Wage slavery

With due respect to Mark (here and here), I think that Rand Paul’s real problems in 90-percent-white Kentucky will stem from the implications of his radical libertarianism for working-class whites, not African-Americans.

Jonathan Singer at mydd.com asks four questions that Paul couldn’t answer in a way that would make him both truthful and electable:

  1. Do you believe the federal minimum wage is constitutional?
  2. Do you believe federal overtime laws are constitutional?
  3. Do you believe the federal government has the power to enact work safety laws and regulations?
  4. Do you believe that federal child labor laws are constitutional?

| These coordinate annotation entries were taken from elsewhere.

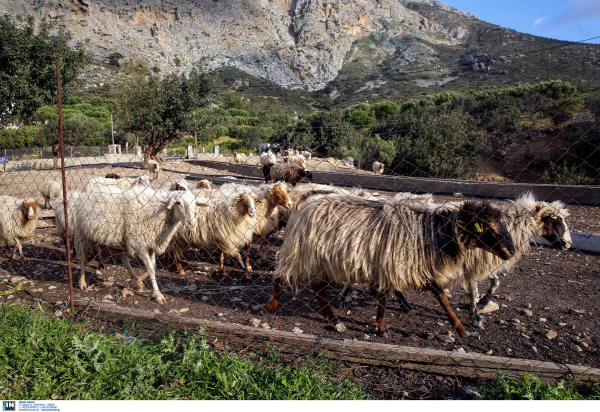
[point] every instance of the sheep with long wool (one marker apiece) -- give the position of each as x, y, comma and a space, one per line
286, 172
18, 221
393, 245
139, 221
378, 168
526, 218
225, 224
268, 158
50, 191
153, 168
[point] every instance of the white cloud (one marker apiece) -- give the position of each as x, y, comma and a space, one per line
573, 12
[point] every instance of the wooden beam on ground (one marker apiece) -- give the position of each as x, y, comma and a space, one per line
471, 365
584, 195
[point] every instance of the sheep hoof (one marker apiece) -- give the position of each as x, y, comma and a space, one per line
340, 327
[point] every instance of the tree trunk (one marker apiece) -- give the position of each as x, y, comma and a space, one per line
149, 149
55, 157
164, 144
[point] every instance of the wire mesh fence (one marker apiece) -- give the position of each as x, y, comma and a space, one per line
317, 250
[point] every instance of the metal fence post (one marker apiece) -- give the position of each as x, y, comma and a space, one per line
64, 181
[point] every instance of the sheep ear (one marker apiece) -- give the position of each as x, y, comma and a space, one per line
173, 201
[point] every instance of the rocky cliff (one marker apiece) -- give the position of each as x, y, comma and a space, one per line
294, 43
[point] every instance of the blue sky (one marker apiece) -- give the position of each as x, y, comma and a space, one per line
572, 20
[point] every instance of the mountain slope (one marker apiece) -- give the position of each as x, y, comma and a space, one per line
343, 51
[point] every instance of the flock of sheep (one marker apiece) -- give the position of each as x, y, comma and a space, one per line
332, 236
300, 159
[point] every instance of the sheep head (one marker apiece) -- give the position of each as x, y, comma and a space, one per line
184, 206
554, 227
248, 204
30, 210
305, 173
279, 195
481, 226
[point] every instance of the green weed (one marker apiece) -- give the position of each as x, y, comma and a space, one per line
46, 358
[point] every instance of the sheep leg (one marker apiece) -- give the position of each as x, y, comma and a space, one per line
82, 282
438, 292
275, 294
99, 258
221, 262
380, 320
20, 249
494, 283
149, 260
474, 293
266, 246
248, 267
319, 287
342, 297
133, 281
404, 304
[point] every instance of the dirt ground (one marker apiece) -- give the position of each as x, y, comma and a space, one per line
561, 289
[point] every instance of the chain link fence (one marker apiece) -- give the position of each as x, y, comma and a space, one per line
374, 264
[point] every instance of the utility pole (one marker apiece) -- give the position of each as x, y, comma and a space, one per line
112, 132
195, 134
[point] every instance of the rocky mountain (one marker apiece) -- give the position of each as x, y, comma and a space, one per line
344, 48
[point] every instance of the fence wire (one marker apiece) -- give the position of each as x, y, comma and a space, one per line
374, 264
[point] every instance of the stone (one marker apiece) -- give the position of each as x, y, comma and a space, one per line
490, 307
17, 279
445, 338
470, 390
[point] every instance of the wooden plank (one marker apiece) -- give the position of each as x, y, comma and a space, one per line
585, 195
472, 365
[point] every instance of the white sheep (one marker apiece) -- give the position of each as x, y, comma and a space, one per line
239, 158
181, 184
526, 218
267, 158
50, 191
297, 160
124, 183
391, 245
224, 224
153, 168
18, 221
378, 168
307, 156
138, 221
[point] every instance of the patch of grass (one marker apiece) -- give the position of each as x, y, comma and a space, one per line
531, 388
46, 358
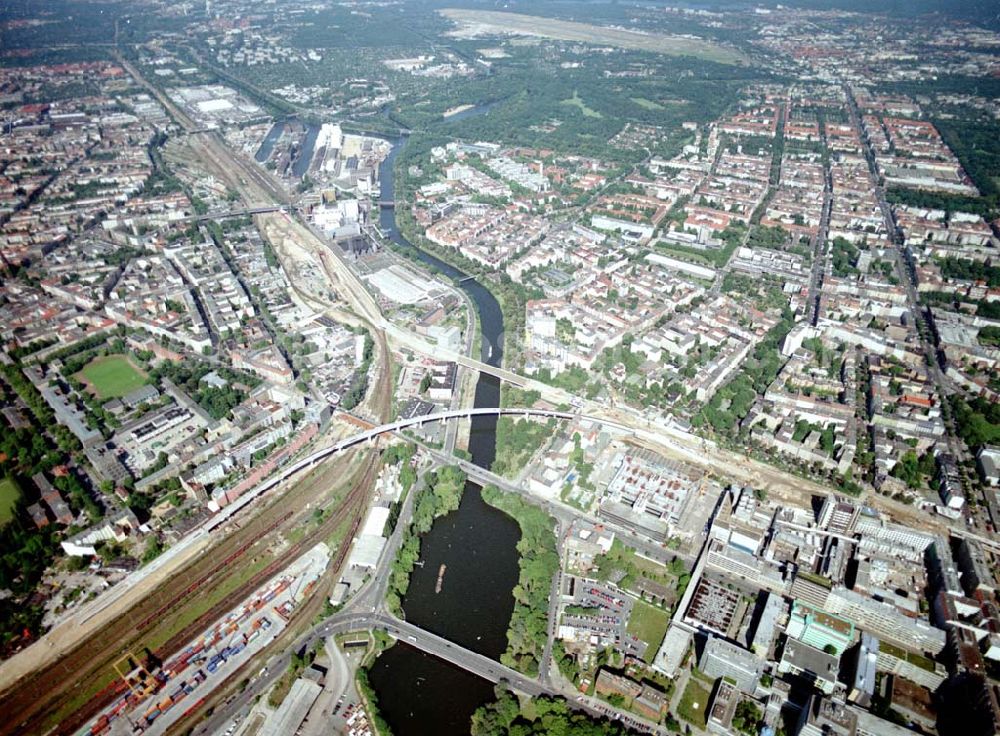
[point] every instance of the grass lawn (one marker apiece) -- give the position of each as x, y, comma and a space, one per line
576, 101
9, 496
112, 376
646, 104
694, 703
649, 623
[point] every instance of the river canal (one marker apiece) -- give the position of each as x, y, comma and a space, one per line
419, 694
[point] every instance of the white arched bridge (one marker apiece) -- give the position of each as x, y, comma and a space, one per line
370, 434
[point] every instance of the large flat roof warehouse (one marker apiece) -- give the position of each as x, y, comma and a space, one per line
401, 285
712, 606
215, 105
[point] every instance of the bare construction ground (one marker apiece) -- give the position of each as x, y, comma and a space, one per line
474, 23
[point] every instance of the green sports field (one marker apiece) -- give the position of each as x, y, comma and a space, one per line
112, 376
9, 495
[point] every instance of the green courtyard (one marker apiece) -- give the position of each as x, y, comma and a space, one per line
648, 623
111, 376
10, 494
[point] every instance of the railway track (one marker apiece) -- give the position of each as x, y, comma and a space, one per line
25, 706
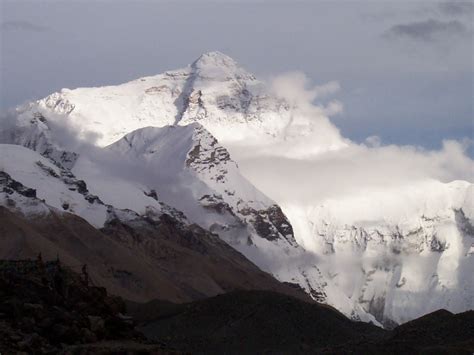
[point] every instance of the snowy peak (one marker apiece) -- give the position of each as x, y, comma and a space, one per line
218, 66
215, 59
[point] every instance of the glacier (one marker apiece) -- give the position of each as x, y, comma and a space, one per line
386, 254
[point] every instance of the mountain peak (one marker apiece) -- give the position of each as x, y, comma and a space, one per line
214, 59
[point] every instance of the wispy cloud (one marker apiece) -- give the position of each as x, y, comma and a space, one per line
429, 30
25, 26
457, 8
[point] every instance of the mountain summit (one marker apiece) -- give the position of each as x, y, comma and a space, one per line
214, 90
166, 146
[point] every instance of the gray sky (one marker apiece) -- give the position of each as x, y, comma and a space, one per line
405, 68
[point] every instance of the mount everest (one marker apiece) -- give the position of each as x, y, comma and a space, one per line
173, 143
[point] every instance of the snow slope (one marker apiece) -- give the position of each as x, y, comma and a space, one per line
376, 253
227, 100
56, 186
398, 253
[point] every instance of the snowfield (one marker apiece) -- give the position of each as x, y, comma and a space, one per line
385, 253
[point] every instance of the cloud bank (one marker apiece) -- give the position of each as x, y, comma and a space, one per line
349, 168
428, 30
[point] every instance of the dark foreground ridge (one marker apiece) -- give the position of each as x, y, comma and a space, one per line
47, 309
264, 322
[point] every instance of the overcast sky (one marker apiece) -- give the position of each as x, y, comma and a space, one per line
405, 68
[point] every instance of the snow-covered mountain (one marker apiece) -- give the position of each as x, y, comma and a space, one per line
377, 255
228, 101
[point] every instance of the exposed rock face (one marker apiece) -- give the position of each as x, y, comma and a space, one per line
46, 308
32, 130
244, 322
371, 266
9, 186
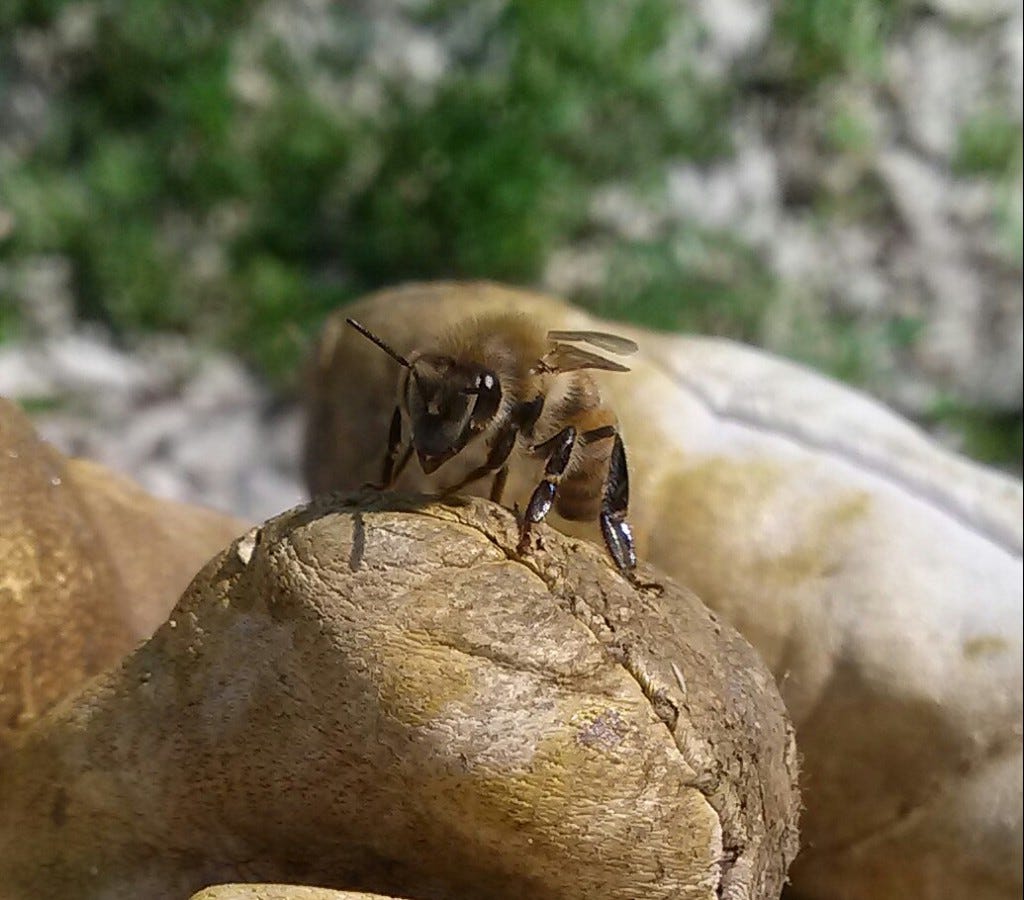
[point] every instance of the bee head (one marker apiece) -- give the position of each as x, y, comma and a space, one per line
449, 403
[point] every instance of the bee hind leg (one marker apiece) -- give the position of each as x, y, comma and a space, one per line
557, 449
617, 536
616, 531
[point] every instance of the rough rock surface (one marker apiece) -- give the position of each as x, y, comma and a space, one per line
385, 697
879, 575
280, 892
90, 565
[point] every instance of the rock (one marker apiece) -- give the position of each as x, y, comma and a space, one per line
91, 565
62, 615
879, 575
280, 892
378, 694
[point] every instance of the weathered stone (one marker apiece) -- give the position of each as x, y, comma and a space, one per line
378, 694
879, 575
91, 564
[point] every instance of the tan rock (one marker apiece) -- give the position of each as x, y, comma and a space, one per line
280, 892
387, 699
879, 575
91, 564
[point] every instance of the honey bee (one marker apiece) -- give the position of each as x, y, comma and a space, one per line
501, 380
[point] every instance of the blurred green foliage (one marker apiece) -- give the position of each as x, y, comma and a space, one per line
240, 214
838, 37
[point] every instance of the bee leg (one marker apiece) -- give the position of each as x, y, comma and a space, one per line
557, 449
617, 536
497, 457
395, 460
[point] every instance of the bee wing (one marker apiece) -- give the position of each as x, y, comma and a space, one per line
611, 343
564, 357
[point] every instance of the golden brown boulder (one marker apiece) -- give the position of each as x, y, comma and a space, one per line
879, 575
387, 699
281, 892
90, 564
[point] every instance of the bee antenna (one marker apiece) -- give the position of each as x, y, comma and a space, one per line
369, 335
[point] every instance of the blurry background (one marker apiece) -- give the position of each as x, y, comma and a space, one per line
187, 186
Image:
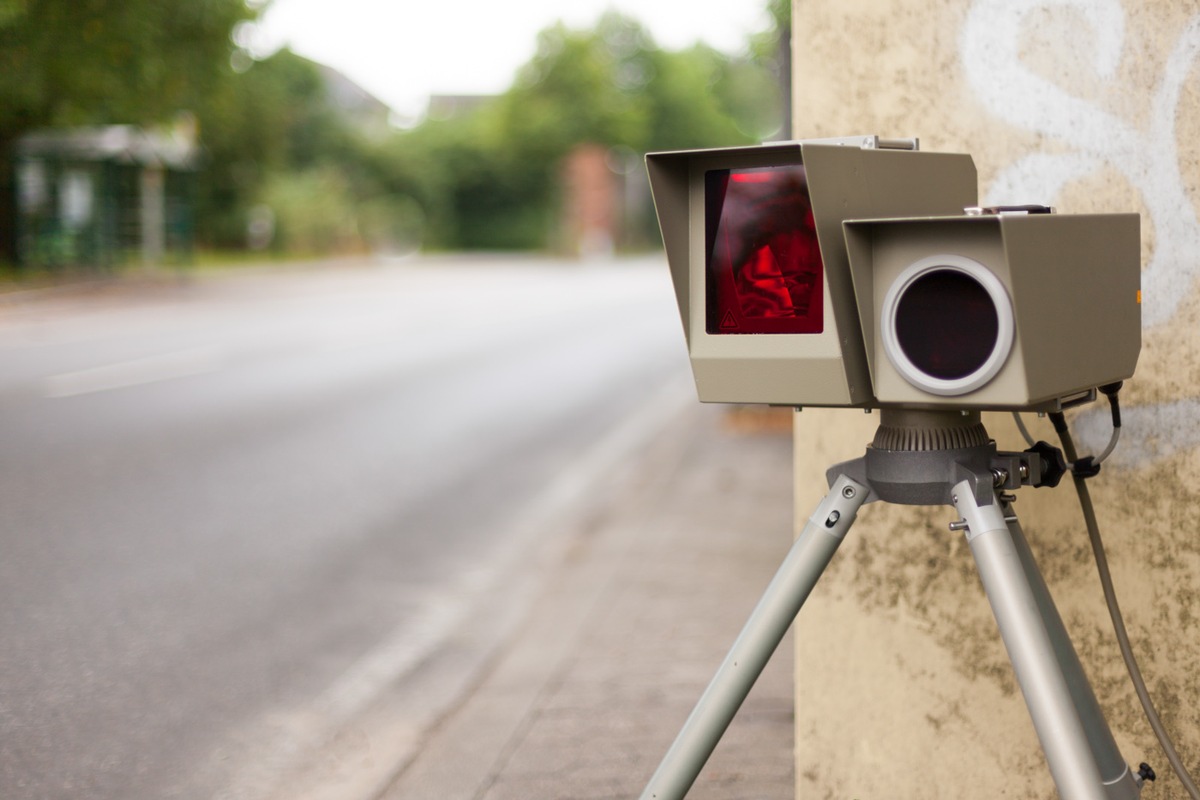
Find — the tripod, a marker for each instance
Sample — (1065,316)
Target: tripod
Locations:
(930,458)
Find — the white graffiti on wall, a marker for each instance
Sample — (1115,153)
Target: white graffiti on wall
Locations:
(1087,139)
(1147,156)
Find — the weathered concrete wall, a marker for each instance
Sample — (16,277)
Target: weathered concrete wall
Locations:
(904,689)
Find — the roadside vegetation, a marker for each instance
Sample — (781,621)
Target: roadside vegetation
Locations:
(285,170)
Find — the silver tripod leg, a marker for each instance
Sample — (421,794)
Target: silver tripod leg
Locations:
(757,642)
(1083,757)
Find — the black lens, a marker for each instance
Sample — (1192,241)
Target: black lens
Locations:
(947,325)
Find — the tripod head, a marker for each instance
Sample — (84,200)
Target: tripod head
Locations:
(917,456)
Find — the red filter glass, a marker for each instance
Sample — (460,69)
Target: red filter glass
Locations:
(765,272)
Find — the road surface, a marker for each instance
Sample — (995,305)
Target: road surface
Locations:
(234,510)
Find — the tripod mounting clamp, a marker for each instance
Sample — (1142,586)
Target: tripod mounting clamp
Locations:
(917,456)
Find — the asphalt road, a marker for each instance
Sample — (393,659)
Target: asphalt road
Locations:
(241,504)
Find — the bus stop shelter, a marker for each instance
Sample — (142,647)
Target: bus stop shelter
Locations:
(100,197)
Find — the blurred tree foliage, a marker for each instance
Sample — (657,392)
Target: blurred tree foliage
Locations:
(277,149)
(495,181)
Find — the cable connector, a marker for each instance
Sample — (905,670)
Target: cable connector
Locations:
(1086,467)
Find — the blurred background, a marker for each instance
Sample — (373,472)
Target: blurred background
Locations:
(316,323)
(210,130)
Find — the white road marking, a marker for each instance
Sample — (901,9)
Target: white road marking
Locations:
(150,370)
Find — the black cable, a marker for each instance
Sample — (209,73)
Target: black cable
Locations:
(1110,599)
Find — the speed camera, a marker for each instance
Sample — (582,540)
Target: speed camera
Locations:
(997,308)
(846,272)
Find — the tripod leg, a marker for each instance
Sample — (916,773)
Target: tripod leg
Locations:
(1036,642)
(759,639)
(1115,774)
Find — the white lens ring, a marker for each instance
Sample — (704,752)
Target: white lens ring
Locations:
(1005,334)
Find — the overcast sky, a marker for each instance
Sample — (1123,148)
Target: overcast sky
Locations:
(403,50)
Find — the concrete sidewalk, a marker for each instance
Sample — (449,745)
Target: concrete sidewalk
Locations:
(661,567)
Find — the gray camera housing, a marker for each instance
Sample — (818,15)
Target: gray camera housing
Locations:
(847,179)
(1065,290)
(912,286)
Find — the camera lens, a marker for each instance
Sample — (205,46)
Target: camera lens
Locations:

Here’s where the Tea Partiers have made their mistake, and fallen into thinking they’re more popular than they are. Americans are “anti-government,” but not in the way that extreme libertarians are.  You can scare them with talk of pork, corruption, Big Government, welfare or debt.  You can’t win them over by taking aim at everything that protects them from being slaves of their bosses (namely, well, government—unless one prefers unions).  The position that private action, however deplorable, is not a fit subject for government action puts libertarians in the position of repeating simultaneously all the things that are wrong with the world and their resolute determination to do nothing about them. Yes, I know that some commenters will say the Constitution requires this.  But that will be all the more reason for most voters to stop listening to what Paul and his supporters say, with a sincere tone of subjective authority, about the Constitution.